The capacitor in your AC condenser gives the fan and compressor the power they need to start up. A capacitor is a fairly small electronic part, but it's important because when it malfunctions, the compressor in your condenser could be damaged as it struggles to start without a power boost from the capacitor.
Summer is hard on your AC capacitor since the part is sensitive to heat. Here are two ways summer weather can damage a capacitor and what an air conditioning repair technician can do about the problem.
Excess Heat Causes The Capacitor To Burn Out
Your condenser is made to withstand sitting in the sun all day, but when the hottest days of summer roll around, the heat can take its toll. That's a common time for capacitors to burn out. You might reduce the risk of overheating by providing some shade for the condenser unit as long as you don't block airflow.
You can also set your AC to a higher temperature when it's really hot outside so your AC doesn't have to cycle on and off all day long. If those measures don't help and the capacitor burns out, you might hear a humming noise coming from the condenser when it kicks on. If you hear this noise or if your AC seems to be struggling to run, call an air conditioning repair service for help.
The compressor and fan motor in the condenser need the capacitor to give them a power boost so they can start up. If the capacitor isn't working, the compressor struggles to start and it or the fan motor may burn out. A fan motor is not too expensive to replace, but a compressor is costly, so you want to protect it with prompt AC repairs.
Power Surges Can Fry The Capacitor
Power irregularities are common in the summer. Lighting strikes cause power surges, and you can have power outages from high demand on the power grid. Your AC can even overwork and cause the circuit breaker to trip off. These power irregularities, especially power surges, can ruin the capacitor since it is part of the electrical system in your air conditioner.

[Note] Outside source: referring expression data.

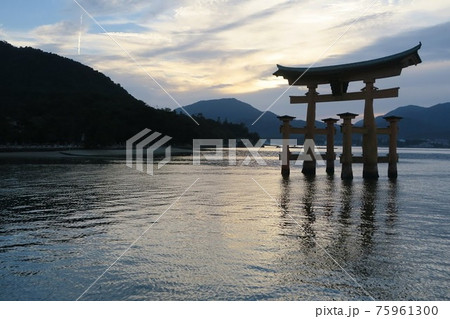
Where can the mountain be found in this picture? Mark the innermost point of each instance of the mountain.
(49, 99)
(420, 124)
(235, 111)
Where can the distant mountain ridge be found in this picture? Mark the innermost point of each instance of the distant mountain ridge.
(52, 100)
(235, 111)
(419, 125)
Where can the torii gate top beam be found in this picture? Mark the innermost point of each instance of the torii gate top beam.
(338, 76)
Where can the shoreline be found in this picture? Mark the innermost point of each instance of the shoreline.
(77, 155)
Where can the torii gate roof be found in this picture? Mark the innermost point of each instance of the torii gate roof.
(343, 73)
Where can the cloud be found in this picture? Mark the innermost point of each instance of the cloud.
(231, 47)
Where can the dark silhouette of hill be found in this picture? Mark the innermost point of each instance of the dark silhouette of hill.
(235, 111)
(420, 123)
(49, 99)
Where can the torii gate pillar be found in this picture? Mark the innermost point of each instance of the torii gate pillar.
(370, 145)
(309, 167)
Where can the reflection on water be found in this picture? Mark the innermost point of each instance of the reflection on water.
(225, 239)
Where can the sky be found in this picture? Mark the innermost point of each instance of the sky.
(172, 53)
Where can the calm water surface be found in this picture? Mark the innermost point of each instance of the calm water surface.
(239, 233)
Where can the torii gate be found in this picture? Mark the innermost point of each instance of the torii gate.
(339, 76)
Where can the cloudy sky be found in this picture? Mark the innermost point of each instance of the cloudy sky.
(204, 49)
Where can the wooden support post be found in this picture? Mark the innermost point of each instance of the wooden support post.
(370, 147)
(393, 156)
(331, 156)
(309, 167)
(346, 159)
(285, 153)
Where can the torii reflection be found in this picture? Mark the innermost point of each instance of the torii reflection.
(341, 213)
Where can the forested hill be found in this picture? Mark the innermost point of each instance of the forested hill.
(49, 99)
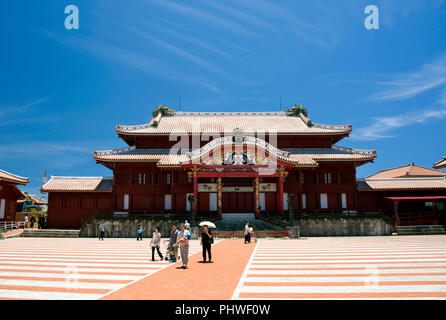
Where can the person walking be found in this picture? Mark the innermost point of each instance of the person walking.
(206, 241)
(183, 241)
(102, 229)
(32, 221)
(247, 234)
(155, 243)
(173, 246)
(140, 231)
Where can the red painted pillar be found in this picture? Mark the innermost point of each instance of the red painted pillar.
(256, 197)
(434, 214)
(397, 218)
(195, 192)
(219, 196)
(280, 192)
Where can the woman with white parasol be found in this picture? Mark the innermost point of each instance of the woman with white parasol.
(207, 239)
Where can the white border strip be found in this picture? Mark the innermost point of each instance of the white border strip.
(239, 287)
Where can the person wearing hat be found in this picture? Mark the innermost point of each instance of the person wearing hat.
(183, 240)
(206, 242)
(155, 243)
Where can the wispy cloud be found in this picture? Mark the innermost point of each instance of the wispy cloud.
(131, 58)
(8, 110)
(211, 19)
(429, 76)
(382, 127)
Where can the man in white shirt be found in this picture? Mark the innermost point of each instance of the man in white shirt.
(183, 241)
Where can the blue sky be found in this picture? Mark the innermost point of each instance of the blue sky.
(63, 91)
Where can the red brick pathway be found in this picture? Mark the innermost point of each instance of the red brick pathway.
(201, 281)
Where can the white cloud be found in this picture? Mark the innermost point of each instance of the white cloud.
(429, 76)
(382, 127)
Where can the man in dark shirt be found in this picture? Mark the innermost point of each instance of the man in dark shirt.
(206, 242)
(173, 241)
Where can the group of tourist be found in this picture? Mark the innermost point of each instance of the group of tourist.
(179, 239)
(40, 221)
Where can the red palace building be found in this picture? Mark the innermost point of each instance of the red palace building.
(9, 194)
(231, 162)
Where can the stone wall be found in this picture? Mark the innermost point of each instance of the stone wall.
(348, 226)
(127, 228)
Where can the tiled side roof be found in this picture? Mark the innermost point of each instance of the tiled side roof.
(227, 122)
(379, 184)
(336, 153)
(410, 170)
(78, 184)
(35, 199)
(440, 164)
(9, 177)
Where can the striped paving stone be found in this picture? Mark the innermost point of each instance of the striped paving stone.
(411, 267)
(74, 268)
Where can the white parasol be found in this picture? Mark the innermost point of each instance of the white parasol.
(207, 223)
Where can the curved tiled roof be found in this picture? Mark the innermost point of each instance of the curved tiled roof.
(9, 177)
(227, 122)
(410, 170)
(440, 164)
(78, 184)
(381, 184)
(305, 157)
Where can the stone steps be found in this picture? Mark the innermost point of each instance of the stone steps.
(420, 230)
(48, 233)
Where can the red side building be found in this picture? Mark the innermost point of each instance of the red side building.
(232, 162)
(9, 194)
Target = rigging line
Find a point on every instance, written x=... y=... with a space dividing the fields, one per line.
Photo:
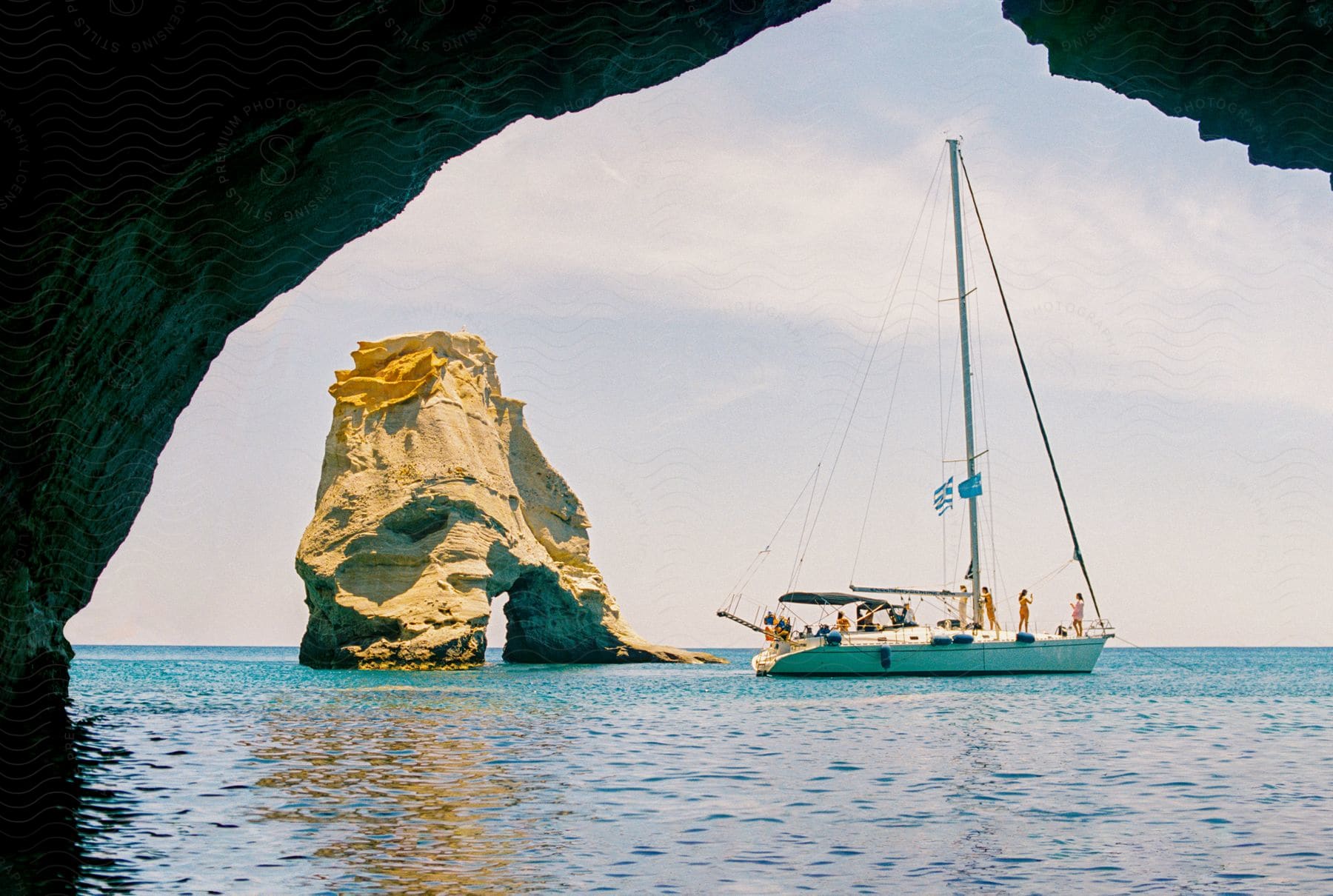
x=988 y=507
x=796 y=564
x=1032 y=395
x=763 y=555
x=946 y=419
x=893 y=391
x=866 y=376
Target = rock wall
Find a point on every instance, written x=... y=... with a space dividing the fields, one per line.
x=170 y=168
x=1260 y=73
x=433 y=501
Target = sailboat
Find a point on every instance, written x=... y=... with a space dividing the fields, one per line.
x=949 y=646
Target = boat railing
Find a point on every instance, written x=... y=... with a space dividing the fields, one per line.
x=1101 y=628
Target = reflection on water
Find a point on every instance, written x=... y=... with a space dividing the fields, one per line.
x=243 y=772
x=427 y=789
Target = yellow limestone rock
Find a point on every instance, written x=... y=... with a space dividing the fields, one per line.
x=433 y=501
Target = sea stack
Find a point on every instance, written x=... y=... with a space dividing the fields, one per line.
x=433 y=501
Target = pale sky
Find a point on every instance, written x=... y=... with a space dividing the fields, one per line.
x=681 y=284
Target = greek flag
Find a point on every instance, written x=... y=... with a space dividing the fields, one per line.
x=944 y=498
x=971 y=487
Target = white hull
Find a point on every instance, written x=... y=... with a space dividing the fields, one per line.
x=912 y=652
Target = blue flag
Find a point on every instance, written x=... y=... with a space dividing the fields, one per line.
x=944 y=498
x=971 y=487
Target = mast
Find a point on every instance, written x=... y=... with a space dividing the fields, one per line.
x=966 y=381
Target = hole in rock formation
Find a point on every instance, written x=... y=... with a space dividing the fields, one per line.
x=435 y=501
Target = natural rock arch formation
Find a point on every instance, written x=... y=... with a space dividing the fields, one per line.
x=433 y=501
x=173 y=167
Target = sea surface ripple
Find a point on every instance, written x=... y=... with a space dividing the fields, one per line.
x=238 y=771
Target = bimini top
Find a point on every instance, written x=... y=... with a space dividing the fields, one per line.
x=833 y=599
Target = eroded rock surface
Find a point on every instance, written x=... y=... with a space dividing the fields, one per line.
x=433 y=501
x=1260 y=73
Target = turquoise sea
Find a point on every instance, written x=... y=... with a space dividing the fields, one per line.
x=238 y=771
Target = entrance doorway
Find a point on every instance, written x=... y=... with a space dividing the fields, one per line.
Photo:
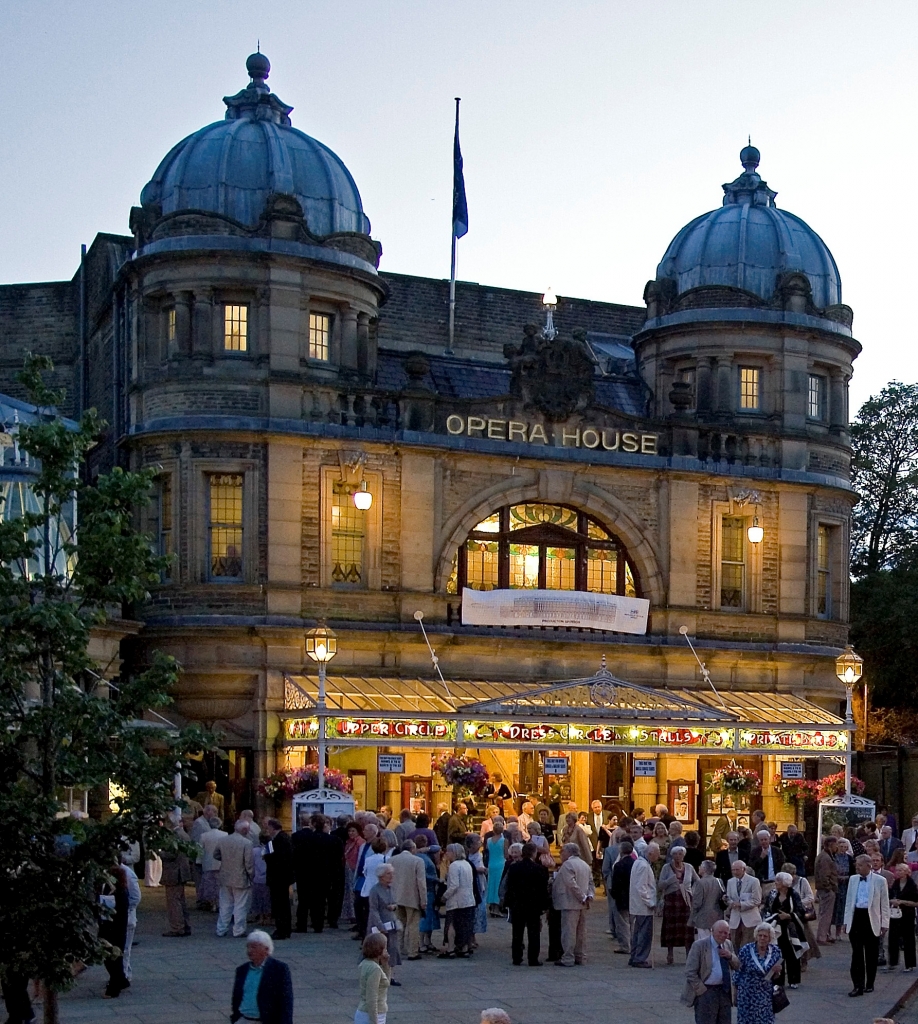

When a capacitor goes bad, whether it is from a power surge or heatwave, an air conditioning repair technician can replace it. This involves removing the cover on the condenser and locating the capacitor that's held in place by a bracket. The old capacitor can be removed and a new one put in place. However, working with a capacitor can be dangerous since it holds an electrical charge. The AC repair technician has to discharge the electricity first so the part is safe to handle.